Der Angriff Ende Oktober in der Provinz Anbar zeigt eine neue Gefahr des Krieges im Irak. Immer häufiger setzen die Aufständischen dort Heckenschützen ein. Der Bataillonskommandeur der Einheit erinnerte sich später an acht Treffer in den vergangenen drei Monaten. Zwei der fünf Todesopfer des Bataillons gehen auf das Konto solcher Scharfschützen, ein Marine liegt noch im Koma.

Die Schützen haben eine enorme Treffsicherheit. Sie benutzen oft Varianten des langläufigen Dragunov-Gewehrs, mit stärkerer Munition als bei den üblichen Kalaschnikows.

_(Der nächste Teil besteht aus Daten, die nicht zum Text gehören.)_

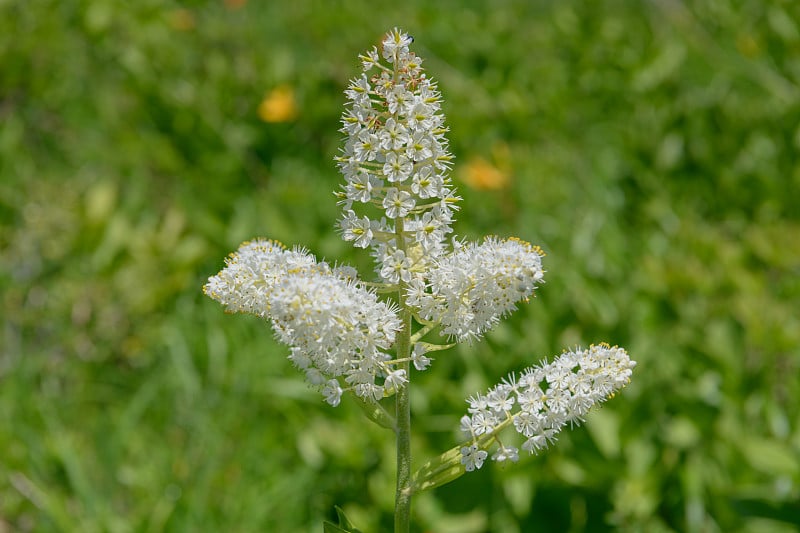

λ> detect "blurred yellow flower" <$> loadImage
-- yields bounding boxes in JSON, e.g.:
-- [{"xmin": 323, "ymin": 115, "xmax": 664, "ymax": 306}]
[
  {"xmin": 461, "ymin": 157, "xmax": 511, "ymax": 191},
  {"xmin": 258, "ymin": 85, "xmax": 297, "ymax": 122}
]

Längst haben die Aufständischen Trainingscamps für ihre besten Schützen eingerichtet und ihre Ausbildung vereinheitlicht. "Wir haben von einigen unserer Informanten gehört, dass sie mit Lautsprechern durch die Viertel fahren: ,Wenn du ein Scharfschütze werden willst, zahlen wir dir das Dreifache deines jetzigen Gehaltes"", sagt Hauptmann Glen Taylor.

Meistens zielen die Scharfschützen auf den Kopf, den Nacken oder auf die Achselhöhlen und zeigen damit, wie genau sie die Schwachstellen in der Schutzkleidung der Amerikaner kennen. Sie schießen normalerweise nur einmal und verschwinden. Und sie eröffnen das Feuer oft aus einer Gruppe von Zivilisten heraus, sagen die Marines, weil sie wissen, dass die US-Soldaten den Befehl haben, nicht zu schießen, wenn sie kein eindeutiges Ziel ausmachen können.